ON BLU-RAY / DVD / VOD:
“A Hidden Life”: Terrence Malick’s characters have been whispering to God for a while now, but those dispatches have extra urgency in his latest, which ponders the biggest imaginable questions of morality and free will. In late-‘30s Austria, a husband and wife’s idyllic existence is punctured by his refusal to fight in the Nazi army. “We have to stand up to evil,” he insists, and Malick doesn’t overstate the parallels; he doesn’t have to. And to the filmmaker’s credit, he sees this thing through, both in terms of the logistical outcomes and the narrative conclusions – even when it doesn’t give us the kind of easy outs and feel-good wrap-ups we’re looking for. The story and style don’t always mesh (the camerawork is a bit too loosey-goosey at a few key moments), but the freedom of his filmmaking remains exhilarating, and he doesn’t take his obligations, as either a storyteller or a moralist, lightly. (No bonus features.)
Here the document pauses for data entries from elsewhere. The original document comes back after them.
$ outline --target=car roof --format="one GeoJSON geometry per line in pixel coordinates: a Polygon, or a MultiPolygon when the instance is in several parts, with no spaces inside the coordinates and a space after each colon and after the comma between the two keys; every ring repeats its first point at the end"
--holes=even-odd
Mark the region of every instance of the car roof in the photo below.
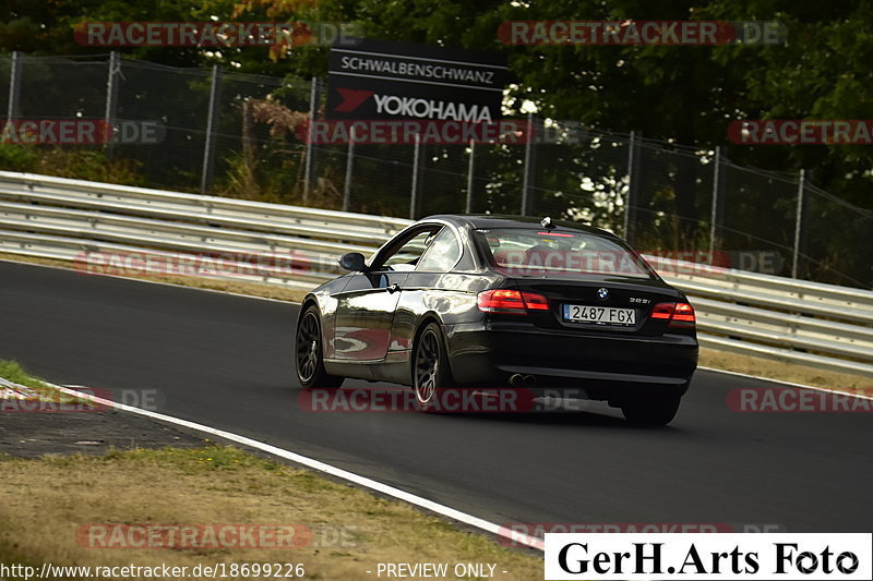
{"type": "MultiPolygon", "coordinates": [[[[506,214],[438,214],[422,218],[419,221],[423,222],[428,220],[444,220],[458,227],[490,230],[493,228],[542,228],[540,222],[543,218],[545,216],[512,216],[506,214]]],[[[609,230],[603,230],[602,228],[597,228],[596,226],[589,226],[583,222],[552,220],[552,223],[558,227],[559,230],[576,230],[578,232],[585,232],[589,234],[618,238],[609,230]]]]}

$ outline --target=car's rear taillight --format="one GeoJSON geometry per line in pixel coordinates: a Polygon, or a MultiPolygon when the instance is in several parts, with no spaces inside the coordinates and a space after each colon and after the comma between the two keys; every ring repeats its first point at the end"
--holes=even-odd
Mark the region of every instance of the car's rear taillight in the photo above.
{"type": "Polygon", "coordinates": [[[512,289],[482,291],[477,299],[479,311],[526,315],[528,311],[548,311],[549,300],[537,292],[512,289]]]}
{"type": "Polygon", "coordinates": [[[693,327],[696,322],[694,307],[689,303],[658,303],[649,318],[669,320],[671,327],[693,327]]]}
{"type": "Polygon", "coordinates": [[[673,316],[673,311],[675,311],[675,303],[658,303],[651,310],[649,317],[669,319],[673,316]]]}

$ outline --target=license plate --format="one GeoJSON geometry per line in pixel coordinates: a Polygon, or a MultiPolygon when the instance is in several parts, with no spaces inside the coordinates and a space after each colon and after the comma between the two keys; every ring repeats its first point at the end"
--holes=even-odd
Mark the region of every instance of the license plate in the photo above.
{"type": "Polygon", "coordinates": [[[565,304],[564,320],[599,323],[601,325],[636,325],[636,311],[634,308],[614,308],[612,306],[565,304]]]}

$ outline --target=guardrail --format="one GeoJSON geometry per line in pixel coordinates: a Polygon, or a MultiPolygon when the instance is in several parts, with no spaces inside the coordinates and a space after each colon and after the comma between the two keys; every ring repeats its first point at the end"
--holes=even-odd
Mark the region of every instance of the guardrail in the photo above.
{"type": "MultiPolygon", "coordinates": [[[[0,171],[0,252],[89,271],[169,270],[308,289],[339,273],[338,255],[372,252],[409,223],[0,171]]],[[[873,377],[873,292],[649,259],[692,298],[702,346],[873,377]]]]}

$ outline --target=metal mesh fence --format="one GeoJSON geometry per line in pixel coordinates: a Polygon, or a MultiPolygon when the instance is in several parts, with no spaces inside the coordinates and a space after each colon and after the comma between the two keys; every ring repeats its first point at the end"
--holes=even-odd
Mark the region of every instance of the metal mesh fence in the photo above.
{"type": "MultiPolygon", "coordinates": [[[[210,72],[200,69],[123,60],[117,77],[117,118],[159,121],[166,134],[159,144],[119,145],[113,155],[134,159],[150,185],[196,191],[203,165],[210,78],[210,72]]],[[[105,95],[101,100],[106,101],[105,95]]]]}
{"type": "Polygon", "coordinates": [[[105,59],[23,57],[21,65],[21,119],[104,118],[105,59]]]}
{"type": "Polygon", "coordinates": [[[5,119],[9,110],[10,74],[12,73],[12,58],[0,57],[0,116],[5,119]]]}
{"type": "Polygon", "coordinates": [[[873,211],[806,185],[798,276],[873,288],[873,211]]]}
{"type": "MultiPolygon", "coordinates": [[[[117,122],[159,122],[158,144],[91,148],[125,160],[137,183],[155,187],[199,192],[205,184],[217,195],[399,217],[467,207],[548,215],[622,233],[647,252],[714,250],[741,269],[863,288],[873,282],[873,211],[808,184],[799,213],[798,175],[734,166],[723,156],[716,162],[714,150],[574,133],[572,123],[546,120],[530,145],[428,144],[416,155],[412,144],[361,143],[349,166],[347,144],[301,138],[308,80],[226,71],[214,84],[211,70],[120,59],[112,95],[111,62],[25,56],[15,117],[103,119],[108,111],[117,122]]],[[[11,59],[0,58],[3,118],[11,84],[11,59]]],[[[323,119],[326,87],[319,85],[323,119]]],[[[0,155],[0,169],[20,169],[14,159],[0,155]]]]}
{"type": "Polygon", "coordinates": [[[744,270],[791,275],[798,178],[727,165],[717,247],[744,270]]]}

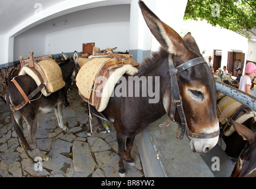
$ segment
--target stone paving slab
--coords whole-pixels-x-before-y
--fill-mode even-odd
[[[95,118],[93,118],[93,132],[87,134],[88,122],[85,102],[78,94],[75,86],[70,87],[68,108],[63,109],[63,122],[69,130],[57,127],[54,113],[38,115],[37,142],[39,148],[51,159],[43,161],[41,171],[37,170],[38,162],[30,164],[19,144],[12,127],[6,105],[0,102],[0,177],[119,177],[116,135],[113,125],[103,121],[111,132],[99,132]],[[28,136],[27,123],[24,122],[24,136]],[[144,172],[140,155],[134,143],[132,157],[135,165],[124,161],[127,177],[141,177]],[[38,155],[29,152],[34,158]]]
“Richard Jewell”: Let’s get this outta the way: there is a giant, overwhelming flaw in Clint Eastwood’s dramatization of the trials and tribulations of the Olympic Village bombing hero-turned-suspect, and it’s the character of Kathy Scruggs (played, as well as she can, by Olivia Wilde), a slanderous, cackling cartoon villain caricature of The Media, seemingly crafted specifically for people who say “Fake News” several times a day. This miscalculation is rendered all the more shocking by the precision of literally everything else in the movie: Sam Rockwell’s low-key characterization of the righteous lawyer, Kathy Bates’s Oscar-nominated turn as the loving mother, Jon Hamm with yet another button-down portrayal of everyday evil, and especially Paul Walter Hauser in the title role, who gives this man vulnerability and humanity and also isn’t afraid to play him as a bit of a doofus. An utterly riveting drama—through most of its running time. (Includes featurettes.)
ON BLU-RAY:
“Bamboozled”: Spike Lee’s 2000 indictment of mass media (new to the Criterion Collection) has its share of wobbles – starting your satire with a voice-over definition of “satire” is certainly a choice, and its third-act lean into violence still plays like an act of desperation. But its central premise, a sharp-edged mash-up of “Network” and “The Producers,” hasn’t lost any of its potency, nor has the picture’s questions of Black self-identity and complicity (and that goes double for the television writers’ room conversation on diversity – hell, they’re still using some of the same excuses). The power of its commentary has dulled not one bit, from the disturbing images of African-American performers “Blacking up” in the make-up mirror to the harrowing closing montage of racism in American media. It’s not exactly Lee’s most light-handed effort, but it remains riveting, righteous, and bleakly funny. (Includes audio commentary, new interviews, featurettes, deleted scenes, music videos, and trailers.)